But if you wander into the wrong discussions, the vitriol is intense and it’s very hard to hold a discussion on track. You see, the CC is not just a set of standards for education; it’s Step #1 of half a dozen contradictory conspiracy theories. That’s because the CC sits in the intersection of at least four different culture wars.

  • local control vs. national standards. Parents like the idea that they can walk into the office of somebody — a principal or a local superintendent — who has the power to fix whatever they think is wrong with their kids’ school. But Americans in general hate the United States’ poor showing in international comparisons, so many of us wish we could impose higher standards nationwide.
  • public schools vs. privatization. To one side, public schools represent community, the common good, the sense that we’re all in this together, and our shared commitment to any child who wants to learn. To the other, the public school system is the quintessential failed government bureaucracy. The sooner it gets replaced by a system of competing entrepreneurial private schools, the better.
  • basic skills vs. progressive education. Is the point of K-12 education to instill a firm grounding in the 3 R’s? Or is it to awaken (or at least not stifle) a child’s creative intelligence so that s/he can cope with a future whose requirements we can’t predict? (I’m old enough to remember a previous version of this battle: New Math. That controversy spawned this classic Tom Lehrer song, which he introduces by saying: “In the new approach, as you know, the important thing is to understand what you’re doing, rather than to get the right answer.” The audience laughs nervously.) This taps into an even deeper religious battle: Should we be teaching our children the eternal truths laid down by God and tradition? Or does culture progress in such a way that what used to be central may now be trivial, and what seems wrong to us may someday become right?
  • individualized education vs. standardized testing. Each child and each classroom is a unique bundle of talents and interests. Each day is roiled by waves of happenstance that a wise teacher is creative enough to use rather than fight. (The kids can’t stop watching the bird building a nest on the ledge outside the window, so today’s the day to jump ahead in the syllabus — or invent a new unit on the fly — and talk about birds.) But how can we root out the bad, lazy teachers or identify the dysfunctional, under-performing schools unless we rigorously define what the kids are supposed to learn when, and have objective tests that determine whether they’re learning it?

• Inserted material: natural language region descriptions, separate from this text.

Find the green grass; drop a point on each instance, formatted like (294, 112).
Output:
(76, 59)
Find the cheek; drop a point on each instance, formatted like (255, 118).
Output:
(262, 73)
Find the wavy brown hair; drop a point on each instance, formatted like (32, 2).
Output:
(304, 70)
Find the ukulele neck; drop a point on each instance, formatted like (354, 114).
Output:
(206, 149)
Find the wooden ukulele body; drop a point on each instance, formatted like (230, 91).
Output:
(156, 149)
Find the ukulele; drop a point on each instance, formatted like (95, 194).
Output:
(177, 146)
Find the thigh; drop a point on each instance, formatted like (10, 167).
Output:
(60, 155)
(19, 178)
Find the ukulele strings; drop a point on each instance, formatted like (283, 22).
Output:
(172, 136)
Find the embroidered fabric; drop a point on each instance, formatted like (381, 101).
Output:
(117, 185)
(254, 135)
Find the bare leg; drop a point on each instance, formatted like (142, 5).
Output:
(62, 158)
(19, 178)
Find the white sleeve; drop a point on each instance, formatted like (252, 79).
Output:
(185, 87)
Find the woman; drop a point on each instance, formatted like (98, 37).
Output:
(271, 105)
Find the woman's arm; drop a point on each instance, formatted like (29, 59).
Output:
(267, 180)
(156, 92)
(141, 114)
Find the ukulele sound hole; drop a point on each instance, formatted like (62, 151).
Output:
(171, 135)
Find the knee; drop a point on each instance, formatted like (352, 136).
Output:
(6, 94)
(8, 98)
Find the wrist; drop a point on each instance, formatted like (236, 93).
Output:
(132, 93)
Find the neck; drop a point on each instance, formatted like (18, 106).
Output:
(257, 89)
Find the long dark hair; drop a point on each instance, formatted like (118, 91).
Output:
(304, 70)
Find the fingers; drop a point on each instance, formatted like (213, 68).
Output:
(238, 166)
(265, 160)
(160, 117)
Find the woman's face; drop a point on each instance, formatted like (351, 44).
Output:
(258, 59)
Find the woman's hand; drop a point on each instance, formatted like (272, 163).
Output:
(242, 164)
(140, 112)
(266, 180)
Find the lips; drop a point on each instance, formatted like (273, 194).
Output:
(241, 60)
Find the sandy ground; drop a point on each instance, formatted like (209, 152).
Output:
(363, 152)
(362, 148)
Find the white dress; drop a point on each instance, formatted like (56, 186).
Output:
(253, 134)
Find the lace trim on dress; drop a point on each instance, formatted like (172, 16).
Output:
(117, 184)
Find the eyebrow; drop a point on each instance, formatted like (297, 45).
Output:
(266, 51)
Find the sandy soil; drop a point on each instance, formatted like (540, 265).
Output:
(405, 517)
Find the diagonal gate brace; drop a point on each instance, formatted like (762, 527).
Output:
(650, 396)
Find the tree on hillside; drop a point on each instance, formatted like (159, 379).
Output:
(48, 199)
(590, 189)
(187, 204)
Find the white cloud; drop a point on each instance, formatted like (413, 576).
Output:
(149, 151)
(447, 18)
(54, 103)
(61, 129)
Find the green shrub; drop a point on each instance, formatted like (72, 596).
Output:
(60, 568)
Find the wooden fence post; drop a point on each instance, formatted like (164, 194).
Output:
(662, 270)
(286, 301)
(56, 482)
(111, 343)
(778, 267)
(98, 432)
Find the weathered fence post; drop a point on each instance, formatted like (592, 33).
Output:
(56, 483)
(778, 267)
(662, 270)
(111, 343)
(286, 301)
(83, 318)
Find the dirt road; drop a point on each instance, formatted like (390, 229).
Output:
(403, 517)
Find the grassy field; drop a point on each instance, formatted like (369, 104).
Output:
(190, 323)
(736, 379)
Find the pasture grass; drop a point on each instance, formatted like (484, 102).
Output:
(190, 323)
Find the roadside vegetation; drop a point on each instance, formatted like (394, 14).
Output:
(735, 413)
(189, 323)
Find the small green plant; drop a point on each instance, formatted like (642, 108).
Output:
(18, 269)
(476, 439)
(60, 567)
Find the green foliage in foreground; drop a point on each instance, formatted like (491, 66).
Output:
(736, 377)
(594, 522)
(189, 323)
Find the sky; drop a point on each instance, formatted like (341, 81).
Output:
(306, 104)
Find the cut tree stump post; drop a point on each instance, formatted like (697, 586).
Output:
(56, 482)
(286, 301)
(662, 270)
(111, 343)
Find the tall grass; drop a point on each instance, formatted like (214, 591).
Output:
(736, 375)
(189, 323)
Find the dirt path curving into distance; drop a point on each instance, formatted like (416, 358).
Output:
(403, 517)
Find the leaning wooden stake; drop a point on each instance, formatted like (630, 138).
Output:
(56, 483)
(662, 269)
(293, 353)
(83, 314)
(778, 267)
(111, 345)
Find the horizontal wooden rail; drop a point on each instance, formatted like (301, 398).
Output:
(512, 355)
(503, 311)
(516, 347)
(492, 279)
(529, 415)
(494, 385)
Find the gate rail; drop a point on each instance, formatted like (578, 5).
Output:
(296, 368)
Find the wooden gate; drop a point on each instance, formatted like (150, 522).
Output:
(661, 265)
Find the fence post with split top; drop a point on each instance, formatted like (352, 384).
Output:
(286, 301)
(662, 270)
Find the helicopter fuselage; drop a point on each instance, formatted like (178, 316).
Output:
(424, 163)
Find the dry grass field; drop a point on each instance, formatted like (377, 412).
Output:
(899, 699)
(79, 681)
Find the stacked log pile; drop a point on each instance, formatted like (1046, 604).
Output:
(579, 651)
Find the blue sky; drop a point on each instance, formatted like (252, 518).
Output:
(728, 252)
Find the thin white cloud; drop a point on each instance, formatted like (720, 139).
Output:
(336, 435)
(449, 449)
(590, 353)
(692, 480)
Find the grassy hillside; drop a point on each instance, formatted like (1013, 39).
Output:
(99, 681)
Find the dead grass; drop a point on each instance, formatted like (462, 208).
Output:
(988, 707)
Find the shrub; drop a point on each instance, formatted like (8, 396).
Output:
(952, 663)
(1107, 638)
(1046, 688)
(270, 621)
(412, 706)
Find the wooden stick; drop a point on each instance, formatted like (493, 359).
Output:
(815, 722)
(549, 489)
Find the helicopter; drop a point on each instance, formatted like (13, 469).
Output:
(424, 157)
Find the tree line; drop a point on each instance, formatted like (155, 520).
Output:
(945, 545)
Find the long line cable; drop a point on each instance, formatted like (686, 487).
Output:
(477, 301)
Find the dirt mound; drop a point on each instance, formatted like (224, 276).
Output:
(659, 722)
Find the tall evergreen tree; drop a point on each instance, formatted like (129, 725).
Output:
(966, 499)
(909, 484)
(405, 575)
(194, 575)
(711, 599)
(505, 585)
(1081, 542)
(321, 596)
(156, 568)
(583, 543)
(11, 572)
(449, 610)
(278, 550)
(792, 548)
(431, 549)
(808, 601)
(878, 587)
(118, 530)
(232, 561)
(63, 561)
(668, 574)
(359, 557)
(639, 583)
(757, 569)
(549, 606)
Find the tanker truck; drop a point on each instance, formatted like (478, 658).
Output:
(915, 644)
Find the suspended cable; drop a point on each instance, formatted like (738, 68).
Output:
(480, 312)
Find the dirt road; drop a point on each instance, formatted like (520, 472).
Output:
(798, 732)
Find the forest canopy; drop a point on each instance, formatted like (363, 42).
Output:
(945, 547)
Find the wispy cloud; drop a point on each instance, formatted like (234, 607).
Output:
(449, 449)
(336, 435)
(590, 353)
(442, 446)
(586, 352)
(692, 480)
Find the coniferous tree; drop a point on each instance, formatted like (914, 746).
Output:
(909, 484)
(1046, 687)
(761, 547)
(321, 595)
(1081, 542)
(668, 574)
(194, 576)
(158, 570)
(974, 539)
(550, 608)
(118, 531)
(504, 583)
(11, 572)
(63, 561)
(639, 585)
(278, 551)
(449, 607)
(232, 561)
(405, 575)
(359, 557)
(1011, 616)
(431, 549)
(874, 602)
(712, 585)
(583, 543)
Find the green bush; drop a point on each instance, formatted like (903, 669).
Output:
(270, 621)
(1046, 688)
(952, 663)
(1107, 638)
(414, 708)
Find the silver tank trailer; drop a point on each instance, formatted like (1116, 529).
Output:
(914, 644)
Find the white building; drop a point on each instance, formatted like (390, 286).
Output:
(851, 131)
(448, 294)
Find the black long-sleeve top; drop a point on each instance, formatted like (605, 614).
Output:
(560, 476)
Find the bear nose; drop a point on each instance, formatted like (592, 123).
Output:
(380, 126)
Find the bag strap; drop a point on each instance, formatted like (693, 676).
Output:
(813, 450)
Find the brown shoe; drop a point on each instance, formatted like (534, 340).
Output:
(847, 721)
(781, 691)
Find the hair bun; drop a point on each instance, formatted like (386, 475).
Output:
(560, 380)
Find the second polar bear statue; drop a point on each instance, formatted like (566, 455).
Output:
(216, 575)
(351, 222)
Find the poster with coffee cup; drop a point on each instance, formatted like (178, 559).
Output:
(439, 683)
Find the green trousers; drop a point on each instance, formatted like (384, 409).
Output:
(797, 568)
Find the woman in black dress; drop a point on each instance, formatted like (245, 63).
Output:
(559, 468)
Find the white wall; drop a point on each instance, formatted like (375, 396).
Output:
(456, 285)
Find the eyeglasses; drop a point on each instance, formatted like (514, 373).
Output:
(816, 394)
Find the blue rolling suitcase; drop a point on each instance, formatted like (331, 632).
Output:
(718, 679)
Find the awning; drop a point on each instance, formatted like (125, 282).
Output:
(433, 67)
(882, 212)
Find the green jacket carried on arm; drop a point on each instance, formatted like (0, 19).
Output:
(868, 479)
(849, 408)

In addition, there’s a battle-of-the-billionaires going on. The Gates Foundation is pushing the CC, while the Koch brothers are fighting it. Neither of these big-money interests believes in public schools in anything like their current form, so there’s a third front represented by anti-CC pro-teacher liberals like Diane Ravitch.

So whether the venue is liberal or conservative, Common Core discussions have a way of wandering off into bizarre stereotypes and dystopian futures. It’s easy to forget that you’re talking about two lists of knowledge and skills (that don’t mention Satan).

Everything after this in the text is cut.